This lesson looks at the next stage of data analysis and visualisation. Like the other lessons, the knowledge required will vary vastly depending on the exact object of the analysis and visualisation. This lesson aims to take a pragmatic approach to both subjects and offer a broad theory of analysis that leads to clear visualisations that generate impact. Practical examples focus on quantitative data in a spreadsheet and feature extraction-based analysis of qualitative data.

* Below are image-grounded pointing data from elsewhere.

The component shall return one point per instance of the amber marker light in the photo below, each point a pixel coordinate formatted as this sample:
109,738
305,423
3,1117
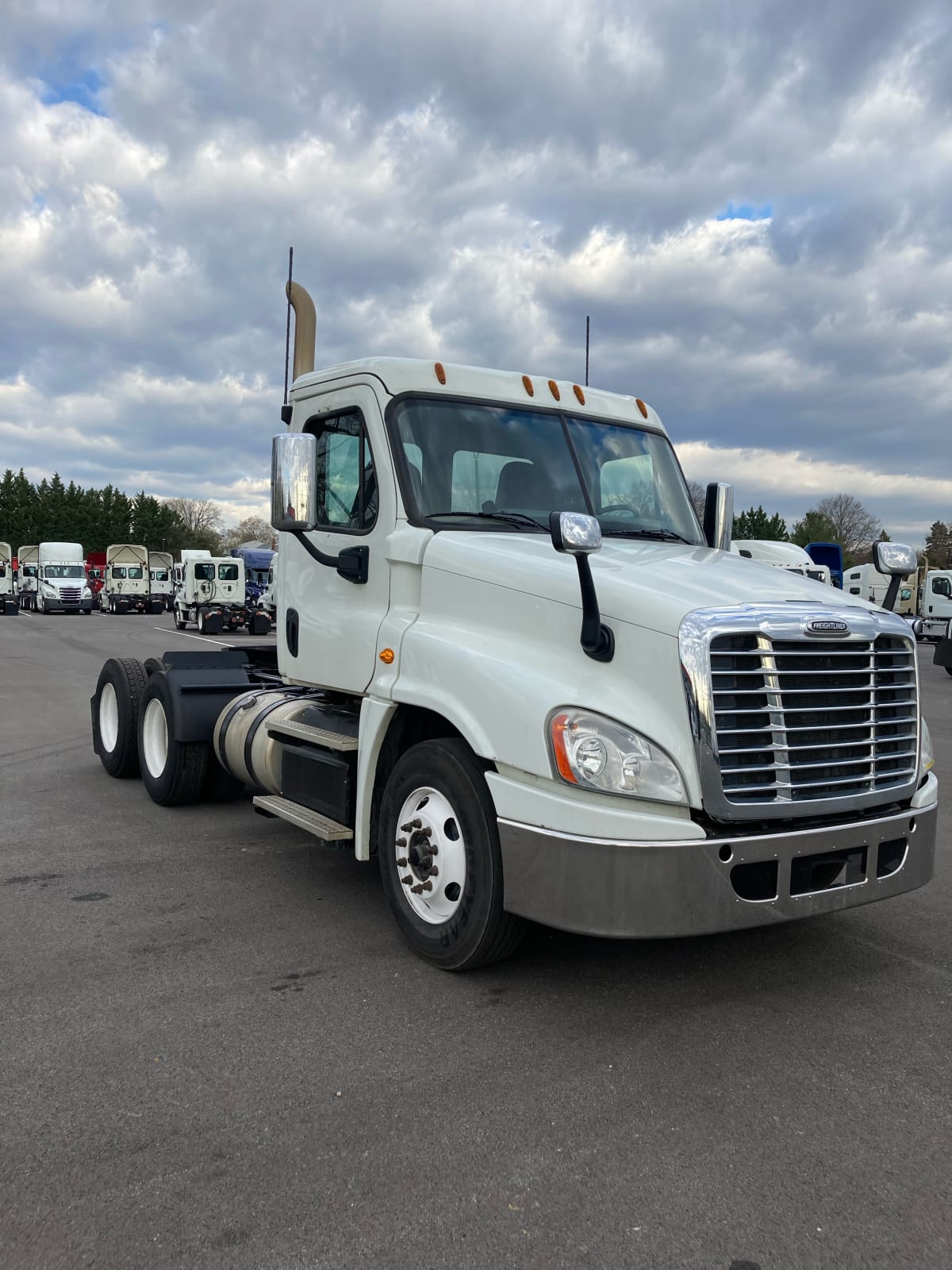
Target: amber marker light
558,729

2. Purpose of Data Analysis

Raw, unprocessed data is often messy and potentially still not ready for visualisation. This section looks at a number of techniques that can be used to turn data into information including:
  • Derivation and feature extraction
  • Dataset combining
  • Dataset enrichment

3. Derivation and feature extraction

Derivation and feature extraction are similar in that they are designed to add to existing data without requiring external datasets. This results in additional columns (or features) being added to data which are based upon the existing data only.
A derived data element is a data element derived from other data elements using a mathematical, logical or other type of transformation, e.g. arithmetic formula, composition, aggregation.
For example, source data might contain a series of columns of monthly expenditure. A sum total could be made over all months to add another column. This column is thus derived from the others.
Feature extraction
Feature extraction is very similar to derived data however does not necessarily have to involve a function.
For example, the city could be extracted from a list of unstructured address data, making the city a distinct feature of the dataset. Likewise, the colour of the centre pixel of an image could be extracted without the use of a mathematical function.
A short tutorial on feature extraction is available for Excel here.

3.1. Combining datasets

Here we are not referring to adding additional data onto the end of an existing dataset (a process known as consolidation), but rather the process of adding to the existing data.
If you are using a spreadsheet, the result of combining two datasets with 10 columns each will be one dataset with 19 columns. Combining data can only be done in this way if there is a column in each dataset with a shared value. This column becomes the key upon which the combination can be performed.
For example: take a dataset of roads and the numbers of cars during each hour of the day. Each hour period is a column and each road is a row. If there were many sources of the data, e.g. sources with different hours in all individually collected, then you could key on the road name and combine all the data into a single dataset.
Find out how to combine two datasets in Excel or in Open Refine.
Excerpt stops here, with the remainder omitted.